Tips menulis Kumcer Ala Dian

Kenapa judulnya tips menulis kumpulan cerita ala Dian?

Karena postingan ini saya buat berdasarkan pengalaman saya saja, yang mungkin bagi sebagian orang lain amat berbeda dari apa yang mereka lakukan.

Semoga yang saya tulis ini cukup jelas, dan bisa diambil

sisi positifnya (tiru yang baik, buang yang jelek) karena nggak semua dalam

tips ini baik.

Mohon maaf jika tulisan saya ini terkesan seadanya, karena memang beginilah saya. Pengetahuan saya baru seuprit, namun saya nggak mau menunggu jadi seuprot dulu baru berbagi pada temans.

Jadi, jangan ada pikiran “Halah, kok kayak gini doang? Kirain tips apa,”

Saya bukan guru, saya bukan trainer, so jangan sebut saya senior (saya baru nulis selama 4.5 tahun), jangan sebut saya Suhu, dan jangan pula sebut saya cikgu.

Saya akan ceritakan semua pengalaman saya dalam menuliskann kumpulan cerita, dan dari situ silakan ditarik kesimpulan sendiri ya tentang bagaimana saya mengajukan kumpulan cerita saya ke penerbit (siapa yang mengajukan konsep, apakah perlu pakai outline, apakah diberi deadline, siapa yang menentukan jumlah cerita dll)

1. Our Happy Days (6 cerita)

Saya mengirimkan naskah utuh ke penerbit.

Proses penantian selama 1 bulan, dan diACC.

2. Cerita Rakyat Nusantara (66 cerita)

Ini hasil bincang-bincang saya dengan penerbit. Mereka bertanya, apakah saya bisa menulis ulang cerita rakyat dengan baik? Karena saya tidak mau asal menjawab, lebih baik saya mengirimkan sample dan biarkan mereka yang menilai apakah saya cukup baik atau tidak. Sample (1cerita) diACC dan penerbit merumuskan konsep 66 cerita dari 33 provinsi dengan

panjang tiap cerita 13,000 characters. Tidak ada deadline, suka-suka saya saja.

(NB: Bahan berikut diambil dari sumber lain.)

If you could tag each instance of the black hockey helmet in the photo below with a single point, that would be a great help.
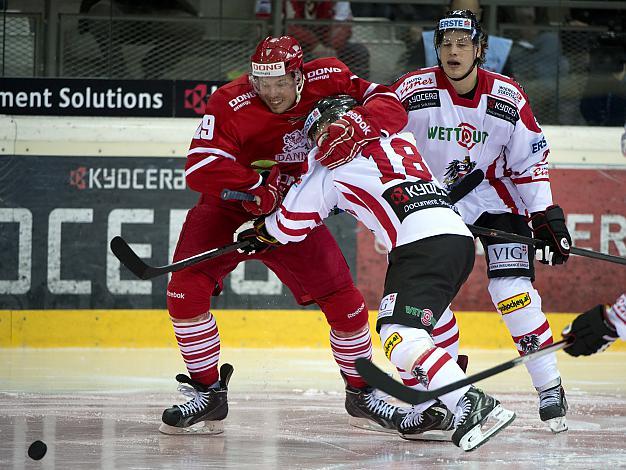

Saya menulis ulang 66 cerita itu dalam kurun waktu kira-kira 6 bulanan.

3. 40 hadits pilihan + cerita asyik (40 cerita)

Ini juga hasil ngobrol sama penerbit.

Mereka tanya ke saya, apa bisa bikin cerita realis sehari-hari yang lekat dengan kehidupan anak-anak, namun dengan tema pengenalan hadits pada anak-anak.

Penerbit lalu mengirimkan satu buku tipis, terbitan luar, yang berisi hadits dan cerita-cerita lawas yang sesuai dengan hadits tsb. Intinya, penerbit mau bikin buku kayak gitu, tapi dengan format illustrated book, full warna, dan ceritanya masa kini (bukan cerita lawas).

Sama seperti cerita rakyat, saya bikin sample, diACC dan diminta lanjut 40 cerita. Panjang naskah, jumlah halaman buku, mereka yang atur. Saya hanya nulis.

4. Dongeng Fantastis Dunia Binatang (23 cerita)

Kalo ini hasil penawaran dadakan dari Innerchild. Mereka nanya ke saya apa punya stok fabel? Katanya, penerbit pengen bikin kumpulan fabel. Saya jawab punya, dan saya kirimkan cerita yang udah ready dalam folder saya. Naskah diACC dan saya diminta membuat cerita utk 100 halaman buku. Terserah saya, mau saya isi berapa cerita. Tapi kemudian, konsepnya berubah. 100 halaman dirasa terlalu tebal, nanti harga bukunya kemahalan. Jadi, diubah sekitar 50an halaman. Saya utak-atik, saya ajukan 6 cerita 1 halaman, 7 cerita dua halaman, dan 10 cerita 3-4 halaman. Jadi totalnya jadi 50-60an halaman (sekali lagi, ini halaman buku. Bukan halaman

A4).

Saya juga menentukan jumlah paragraf dalam tiap halamannya. Pokoknya, naskah ini sudah saya breakdown dengan rapi untuk teks per halamannya.

Deadline, kalo nggak salah 2 bulan deh.

5. BOG I dan BOG 2 (ini bukan buku anak-anak, tapi

saya masukkan juga) saya mengirim naskah lengkap. Karena syarat dari penerbit

memang begitu.

6. 30 cerita pendamping Ramadhan (belum terbit)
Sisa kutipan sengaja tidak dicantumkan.